LaReQA (XQUAD-R) results reproducability for mBERT
Doragd opened this issue · 5 comments
@sebastianruder @nconstant-google
Sorry to bother you. There are some details I know not clear. Could you answer the following questions?
========================================================
I found the training and evaluating scripts for LaReQA on
https://github.com/google-research/xtreme/blob/master/scripts/train_lareqa.sh
https://github.com/google-research/xtreme/blob/master/scripts/run_eval_lareqa.sh
Is the scripts and the source code associated with this paper?

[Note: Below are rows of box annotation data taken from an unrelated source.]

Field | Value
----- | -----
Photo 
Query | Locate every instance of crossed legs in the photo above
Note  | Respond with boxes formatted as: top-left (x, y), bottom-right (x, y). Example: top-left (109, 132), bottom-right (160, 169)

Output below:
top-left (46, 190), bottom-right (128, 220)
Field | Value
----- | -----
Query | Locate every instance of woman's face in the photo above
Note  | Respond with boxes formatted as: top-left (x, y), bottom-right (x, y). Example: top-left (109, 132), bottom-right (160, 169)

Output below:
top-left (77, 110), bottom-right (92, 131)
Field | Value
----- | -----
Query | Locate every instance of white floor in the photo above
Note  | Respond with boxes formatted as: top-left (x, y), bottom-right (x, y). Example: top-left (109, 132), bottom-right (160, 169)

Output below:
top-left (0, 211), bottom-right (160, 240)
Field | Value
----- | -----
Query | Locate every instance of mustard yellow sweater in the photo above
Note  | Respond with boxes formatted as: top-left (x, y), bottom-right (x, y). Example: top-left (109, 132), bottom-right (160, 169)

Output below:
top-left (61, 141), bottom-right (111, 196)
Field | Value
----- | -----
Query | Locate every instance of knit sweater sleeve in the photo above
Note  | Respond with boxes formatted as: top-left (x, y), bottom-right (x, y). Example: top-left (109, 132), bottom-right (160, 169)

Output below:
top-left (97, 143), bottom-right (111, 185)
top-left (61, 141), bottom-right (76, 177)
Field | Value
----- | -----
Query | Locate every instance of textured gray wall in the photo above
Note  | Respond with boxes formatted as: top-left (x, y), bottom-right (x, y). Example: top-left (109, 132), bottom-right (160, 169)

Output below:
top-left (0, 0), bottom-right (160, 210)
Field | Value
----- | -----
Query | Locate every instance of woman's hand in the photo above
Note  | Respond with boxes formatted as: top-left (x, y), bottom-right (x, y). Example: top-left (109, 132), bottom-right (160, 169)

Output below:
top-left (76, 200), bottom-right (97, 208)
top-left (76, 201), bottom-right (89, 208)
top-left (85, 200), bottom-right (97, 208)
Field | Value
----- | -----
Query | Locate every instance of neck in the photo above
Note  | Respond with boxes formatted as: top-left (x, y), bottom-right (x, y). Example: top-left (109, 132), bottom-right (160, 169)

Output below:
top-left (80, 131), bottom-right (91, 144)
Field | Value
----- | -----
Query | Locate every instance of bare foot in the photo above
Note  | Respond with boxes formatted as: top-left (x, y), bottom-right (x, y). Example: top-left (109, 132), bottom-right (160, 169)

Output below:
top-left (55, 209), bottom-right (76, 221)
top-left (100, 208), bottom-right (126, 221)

Is there any difference compared to the implementations mentioned in the original paper?
=========================================================
For XQUAD-R, I would like to know the K value of mAP@K?

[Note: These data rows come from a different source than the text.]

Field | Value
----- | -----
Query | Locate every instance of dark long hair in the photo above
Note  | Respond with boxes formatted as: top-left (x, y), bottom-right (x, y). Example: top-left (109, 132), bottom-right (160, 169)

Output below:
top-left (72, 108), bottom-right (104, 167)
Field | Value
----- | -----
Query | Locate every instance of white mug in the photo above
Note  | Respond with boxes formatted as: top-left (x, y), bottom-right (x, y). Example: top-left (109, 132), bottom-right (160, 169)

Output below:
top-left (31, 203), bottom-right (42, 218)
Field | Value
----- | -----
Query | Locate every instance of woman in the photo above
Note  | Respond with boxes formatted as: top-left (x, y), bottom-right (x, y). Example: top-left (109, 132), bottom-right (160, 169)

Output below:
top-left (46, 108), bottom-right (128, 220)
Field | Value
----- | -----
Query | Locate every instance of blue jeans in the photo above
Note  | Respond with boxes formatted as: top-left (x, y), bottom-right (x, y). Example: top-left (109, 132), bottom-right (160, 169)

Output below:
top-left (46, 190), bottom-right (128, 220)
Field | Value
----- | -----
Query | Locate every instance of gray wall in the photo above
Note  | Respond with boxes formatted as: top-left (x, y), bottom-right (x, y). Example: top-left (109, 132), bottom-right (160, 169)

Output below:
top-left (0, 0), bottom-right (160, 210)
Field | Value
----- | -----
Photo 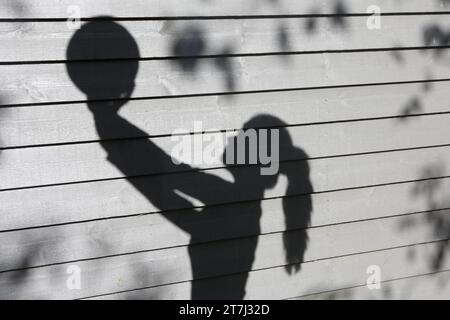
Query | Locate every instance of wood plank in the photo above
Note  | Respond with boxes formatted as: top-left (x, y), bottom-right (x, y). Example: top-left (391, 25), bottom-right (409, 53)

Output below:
top-left (0, 148), bottom-right (450, 230)
top-left (0, 0), bottom-right (448, 18)
top-left (0, 114), bottom-right (450, 189)
top-left (0, 82), bottom-right (450, 148)
top-left (0, 214), bottom-right (448, 299)
top-left (95, 244), bottom-right (449, 300)
top-left (0, 49), bottom-right (450, 104)
top-left (0, 15), bottom-right (450, 62)
top-left (293, 271), bottom-right (450, 300)
top-left (0, 175), bottom-right (450, 271)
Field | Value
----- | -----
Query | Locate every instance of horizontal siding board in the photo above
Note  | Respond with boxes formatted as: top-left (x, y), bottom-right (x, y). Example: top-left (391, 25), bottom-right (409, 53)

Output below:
top-left (95, 244), bottom-right (449, 300)
top-left (0, 0), bottom-right (448, 18)
top-left (0, 82), bottom-right (450, 148)
top-left (0, 15), bottom-right (450, 62)
top-left (0, 114), bottom-right (450, 189)
top-left (292, 271), bottom-right (450, 300)
top-left (0, 213), bottom-right (448, 298)
top-left (0, 49), bottom-right (450, 104)
top-left (0, 147), bottom-right (450, 229)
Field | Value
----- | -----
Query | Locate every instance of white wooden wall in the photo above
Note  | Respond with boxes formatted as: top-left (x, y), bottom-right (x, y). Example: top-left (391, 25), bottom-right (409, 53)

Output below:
top-left (0, 0), bottom-right (450, 299)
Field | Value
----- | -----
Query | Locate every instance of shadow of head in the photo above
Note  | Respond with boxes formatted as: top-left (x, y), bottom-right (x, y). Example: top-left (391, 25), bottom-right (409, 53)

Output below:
top-left (172, 26), bottom-right (206, 72)
top-left (222, 114), bottom-right (294, 190)
top-left (67, 17), bottom-right (139, 109)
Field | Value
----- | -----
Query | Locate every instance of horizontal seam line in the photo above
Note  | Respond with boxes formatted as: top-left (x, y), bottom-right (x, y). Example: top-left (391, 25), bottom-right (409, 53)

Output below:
top-left (0, 144), bottom-right (450, 192)
top-left (0, 216), bottom-right (450, 275)
top-left (0, 110), bottom-right (450, 151)
top-left (283, 269), bottom-right (450, 300)
top-left (0, 176), bottom-right (450, 233)
top-left (78, 239), bottom-right (450, 300)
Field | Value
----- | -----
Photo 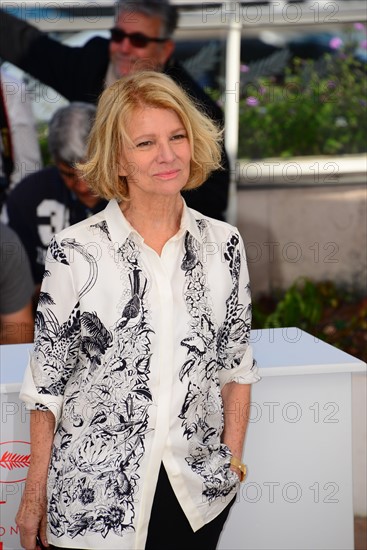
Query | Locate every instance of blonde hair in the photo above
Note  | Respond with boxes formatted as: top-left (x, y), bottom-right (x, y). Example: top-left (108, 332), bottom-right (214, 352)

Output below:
top-left (77, 71), bottom-right (222, 200)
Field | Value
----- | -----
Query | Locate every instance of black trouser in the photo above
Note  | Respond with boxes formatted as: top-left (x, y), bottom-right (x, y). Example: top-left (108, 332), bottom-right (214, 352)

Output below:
top-left (50, 466), bottom-right (235, 550)
top-left (145, 466), bottom-right (235, 550)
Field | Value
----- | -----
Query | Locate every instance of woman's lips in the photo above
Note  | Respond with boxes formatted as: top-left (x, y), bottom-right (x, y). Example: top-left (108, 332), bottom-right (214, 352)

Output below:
top-left (154, 170), bottom-right (179, 180)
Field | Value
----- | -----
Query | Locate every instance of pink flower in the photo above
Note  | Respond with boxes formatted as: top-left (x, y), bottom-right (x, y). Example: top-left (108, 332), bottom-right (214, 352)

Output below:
top-left (246, 96), bottom-right (259, 107)
top-left (329, 36), bottom-right (343, 50)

Is equal to the correct candidates, i.e. 11 relevant answers ==> mAP@11?
However, the metric of the source code in this repo is set to 20, i.e. mAP@20.
Actually, I would like to reproduce the En-EN results of mBERT (mAP=0.29).

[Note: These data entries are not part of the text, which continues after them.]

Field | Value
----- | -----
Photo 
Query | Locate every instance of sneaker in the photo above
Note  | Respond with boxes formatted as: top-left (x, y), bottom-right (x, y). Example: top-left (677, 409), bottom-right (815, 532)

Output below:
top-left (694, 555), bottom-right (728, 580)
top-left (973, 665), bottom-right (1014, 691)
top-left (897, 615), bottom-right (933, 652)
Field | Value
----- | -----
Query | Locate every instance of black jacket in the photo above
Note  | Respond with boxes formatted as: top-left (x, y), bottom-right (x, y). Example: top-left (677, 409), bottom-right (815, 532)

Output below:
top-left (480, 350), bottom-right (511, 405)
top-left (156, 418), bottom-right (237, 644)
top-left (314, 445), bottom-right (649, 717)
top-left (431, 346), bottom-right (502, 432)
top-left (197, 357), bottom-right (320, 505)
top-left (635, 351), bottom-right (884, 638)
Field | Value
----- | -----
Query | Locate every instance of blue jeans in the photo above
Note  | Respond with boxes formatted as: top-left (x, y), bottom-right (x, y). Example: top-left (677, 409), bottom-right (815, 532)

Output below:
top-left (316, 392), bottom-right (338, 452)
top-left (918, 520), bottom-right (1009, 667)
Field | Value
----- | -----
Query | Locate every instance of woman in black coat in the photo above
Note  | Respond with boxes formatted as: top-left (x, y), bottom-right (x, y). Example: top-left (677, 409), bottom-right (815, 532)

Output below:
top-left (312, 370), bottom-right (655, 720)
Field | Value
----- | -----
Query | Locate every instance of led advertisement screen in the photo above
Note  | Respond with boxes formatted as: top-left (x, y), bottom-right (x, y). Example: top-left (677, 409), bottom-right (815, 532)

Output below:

I do not know the original K value in the paper.
=========================================================
Thanks a lot ~
The LAReQA scripts in this repo can be used to reproduce the XTREME-R paper experiments.
The original LAReQA paper uses "full" mAP, with no cutoff K. To match that setting, you can remove k=20 on this line.
For baseline X-X, I noticed the mention in the original paper :
Our second baseline “X-X” extends the same SQuAD train set by translating each example into the 11 XQuAD languages using an in-house translation system.
Is the translation data of SQuAD train set equal to https://console.cloud.google.com/storage/browser/xtreme_translations ?
The translations are not identical, but they should be similar quality.
We don't plan to run the translate-train experiment for LaReQA. Feel free to use the numbers from the LaReQA paper.